Elyse Fitzpatrick: Idols of the Heart; Chapter 10 Resisting Your Idols
What Are You Tempted to Worship?
Satan is successful in tempting us to sin because we have idolatrous thoughts and desires. That’s why it’s so important to become aware of them. Remember that fear of loss and imaginations of pleasure spring from our idolatrous desires, and it is those desires that make us easy prey for our enemy.
We can become more aware of the thoughts and desires that ensnare us by asking, What do I want and fear? Or, to put a finer point on it, What do I want and fear more than I want to reflect God and grow in holiness? What pleasure do you want so badly that you’re willing to sin in order to obtain it? What do you fear losing so much that you think nothing of sinning in order to hang on to it?
Sometimes it’s difficult to answer these questions immediately, so I’ll furnish you with a helpful exercise.
Think back to the last time that you know you sinned. This is important because of the relationship between your functional gods (idols) and sinful behavior. Choose a sin that you habitually fall into, like anger, self-indulgence, or fear, for instance. Write this circumstance down.
With this circumstance in mind, ask God to help you answer the following questions. Try not to give one-word answers that don’t plumb the depth of your thoughts, desires, and fears. Each of these questions will help you to understand your idolatry, so don’t hurry through your answers. Instead, prayerfully ask God, the Heart Knower, to reveal your “functional gods” to you.
- 1. What did you want, desire, or wish for?
- 2. What did you fear? What were you worrying about?
- 3. What did you think you needed?
- 4. What were your strategies and intentions designed to accomplish?
- 5. What or whom were you trusting?
- 6. Whom were you trying to please? Whose opinion of
- you counted?
- 7. What were you loving? Hating?
- 8. What would have brought you the greatest pleasure, happiness, or delight? What would have brought you the greatest pain and misery?
- 9. Were you remembering your Father’s great love for you in Christ?
- 10. Were you convinced that you were already forgiven, already righteous, needing nothing?
Devotional Thoughts
On Sundays we have been looking at examples of men and women who lived by faith. Being Christmas, we looked at several of the characters in the Christmas story and examined what defined their faith. One premise we talked about was the fact that too often we fail to walk by faith because instead of living for what God has promised in the future, we are too caught up with what we want today! But when we can get our eyes off the temporal pleasures and and fear of missing out, our circumstances no longer matter.

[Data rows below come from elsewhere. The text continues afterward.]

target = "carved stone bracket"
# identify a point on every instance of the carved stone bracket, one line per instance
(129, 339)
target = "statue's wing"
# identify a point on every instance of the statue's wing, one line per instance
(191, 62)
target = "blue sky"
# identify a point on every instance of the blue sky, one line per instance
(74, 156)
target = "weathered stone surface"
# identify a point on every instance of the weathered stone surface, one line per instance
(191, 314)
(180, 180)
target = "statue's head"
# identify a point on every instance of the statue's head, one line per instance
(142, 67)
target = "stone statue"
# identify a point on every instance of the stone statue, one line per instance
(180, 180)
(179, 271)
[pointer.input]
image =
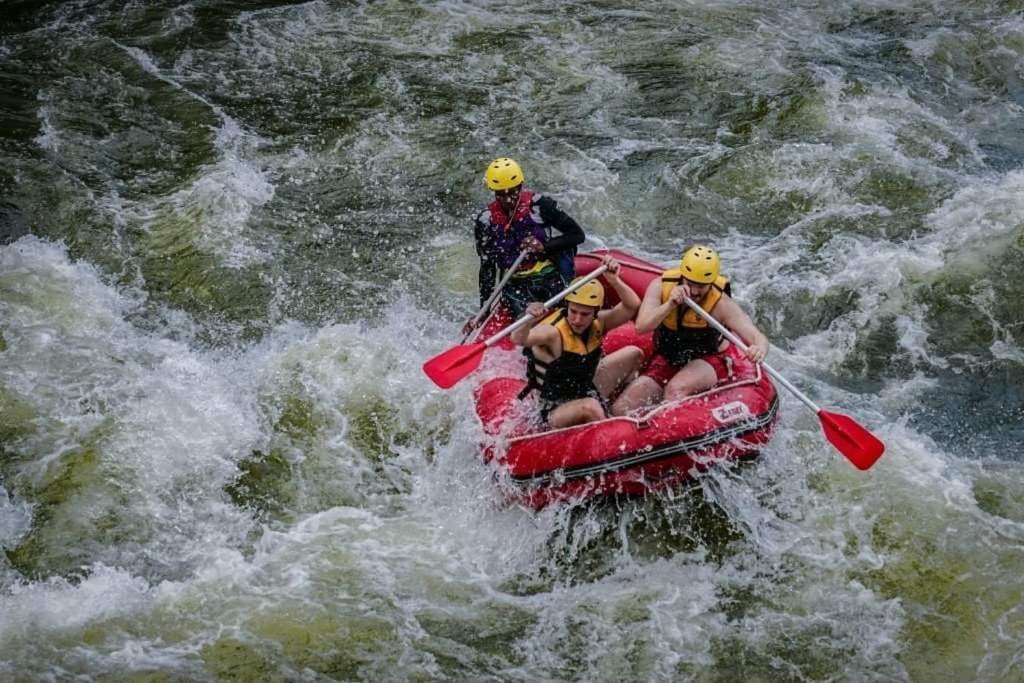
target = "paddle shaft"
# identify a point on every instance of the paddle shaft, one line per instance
(742, 347)
(547, 304)
(494, 295)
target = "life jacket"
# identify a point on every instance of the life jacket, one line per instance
(507, 233)
(571, 374)
(680, 343)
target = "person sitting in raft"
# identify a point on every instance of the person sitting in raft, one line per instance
(564, 352)
(519, 219)
(688, 355)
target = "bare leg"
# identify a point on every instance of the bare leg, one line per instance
(696, 376)
(577, 412)
(641, 392)
(616, 369)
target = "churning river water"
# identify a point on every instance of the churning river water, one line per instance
(230, 232)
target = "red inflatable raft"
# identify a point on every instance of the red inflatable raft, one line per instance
(627, 455)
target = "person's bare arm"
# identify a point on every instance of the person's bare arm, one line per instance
(652, 311)
(534, 334)
(628, 304)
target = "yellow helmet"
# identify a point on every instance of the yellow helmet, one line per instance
(700, 264)
(503, 173)
(591, 294)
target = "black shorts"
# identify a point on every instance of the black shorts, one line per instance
(548, 404)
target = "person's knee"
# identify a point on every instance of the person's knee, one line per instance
(593, 411)
(678, 391)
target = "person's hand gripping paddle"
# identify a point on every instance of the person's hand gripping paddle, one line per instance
(859, 445)
(448, 369)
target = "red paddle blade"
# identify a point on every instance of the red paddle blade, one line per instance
(859, 445)
(449, 368)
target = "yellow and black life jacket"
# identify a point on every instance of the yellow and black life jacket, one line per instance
(680, 343)
(571, 374)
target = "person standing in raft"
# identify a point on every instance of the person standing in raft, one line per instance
(688, 355)
(564, 352)
(519, 219)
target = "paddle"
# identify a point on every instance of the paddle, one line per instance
(471, 335)
(859, 445)
(448, 369)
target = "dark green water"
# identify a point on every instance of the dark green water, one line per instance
(231, 232)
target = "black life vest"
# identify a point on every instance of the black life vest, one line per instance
(571, 374)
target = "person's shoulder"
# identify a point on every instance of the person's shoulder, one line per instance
(483, 217)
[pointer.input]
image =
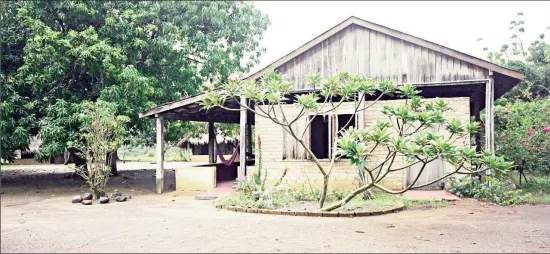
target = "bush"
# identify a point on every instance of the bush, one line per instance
(488, 189)
(523, 133)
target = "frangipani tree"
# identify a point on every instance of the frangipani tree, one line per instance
(405, 134)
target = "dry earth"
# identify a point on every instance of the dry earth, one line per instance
(173, 222)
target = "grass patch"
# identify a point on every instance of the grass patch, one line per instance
(297, 201)
(148, 154)
(538, 187)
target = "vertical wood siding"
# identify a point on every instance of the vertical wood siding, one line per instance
(369, 53)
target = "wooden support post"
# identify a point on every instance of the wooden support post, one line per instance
(490, 114)
(248, 137)
(160, 155)
(211, 143)
(242, 151)
(477, 117)
(360, 116)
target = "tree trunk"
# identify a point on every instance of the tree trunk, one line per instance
(324, 192)
(112, 162)
(348, 198)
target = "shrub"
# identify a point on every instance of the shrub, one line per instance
(523, 133)
(488, 189)
(102, 135)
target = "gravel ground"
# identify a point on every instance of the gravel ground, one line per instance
(172, 222)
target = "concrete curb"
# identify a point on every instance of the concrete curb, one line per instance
(310, 213)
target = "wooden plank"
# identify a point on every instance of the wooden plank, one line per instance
(490, 114)
(438, 67)
(374, 65)
(363, 51)
(388, 57)
(431, 66)
(173, 105)
(397, 60)
(160, 155)
(211, 143)
(411, 63)
(339, 53)
(350, 51)
(393, 33)
(325, 57)
(242, 146)
(424, 65)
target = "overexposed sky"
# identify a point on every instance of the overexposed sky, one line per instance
(456, 25)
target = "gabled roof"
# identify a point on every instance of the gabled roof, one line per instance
(394, 33)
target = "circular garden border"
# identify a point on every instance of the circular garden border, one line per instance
(310, 213)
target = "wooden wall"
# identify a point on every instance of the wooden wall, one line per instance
(369, 53)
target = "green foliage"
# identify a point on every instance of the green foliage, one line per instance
(14, 121)
(103, 133)
(135, 54)
(411, 137)
(59, 126)
(523, 133)
(532, 60)
(500, 192)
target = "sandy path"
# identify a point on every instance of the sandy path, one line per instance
(37, 216)
(171, 223)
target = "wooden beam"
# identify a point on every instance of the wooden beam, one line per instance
(490, 114)
(211, 143)
(242, 146)
(172, 105)
(160, 155)
(202, 118)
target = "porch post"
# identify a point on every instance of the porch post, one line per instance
(360, 116)
(160, 154)
(477, 117)
(490, 116)
(490, 113)
(242, 145)
(211, 143)
(248, 137)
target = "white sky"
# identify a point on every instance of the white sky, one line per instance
(456, 25)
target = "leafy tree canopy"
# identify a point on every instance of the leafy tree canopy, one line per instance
(136, 54)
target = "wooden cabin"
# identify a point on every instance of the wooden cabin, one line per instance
(468, 84)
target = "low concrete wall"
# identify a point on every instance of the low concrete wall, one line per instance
(195, 178)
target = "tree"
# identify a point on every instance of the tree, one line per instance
(15, 122)
(409, 137)
(521, 116)
(103, 133)
(532, 60)
(134, 54)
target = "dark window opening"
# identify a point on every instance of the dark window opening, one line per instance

This is what happened for Joseph. Before the angel told him of the origin of the child within Mary, and reminded him of the promise of God, all Joseph could see was the circumstances. His espoused wife was pregnant, and it wasn’t by him! But, after his focus was adjusted, the circumstances didn’t change, but they no longer mattered!
Ian Thomas said, “I am urging you simply become delightfully detached from the pressure of circumstance, so that it ceases to be the criterion in the decisions you make. You will not need to know what He plans to do… you simply need to know Him!”
I am beginning to see a pattern in my life. Maybe this is true for you as well. When what I want robs me of peace and joy, I have lost sight of God’s promises. I am no longer seeking simply to know Him… I am seeking what I want, and what I want is now defining what will make me happy and joyful. When that is true, what ever that is, has become my functional God!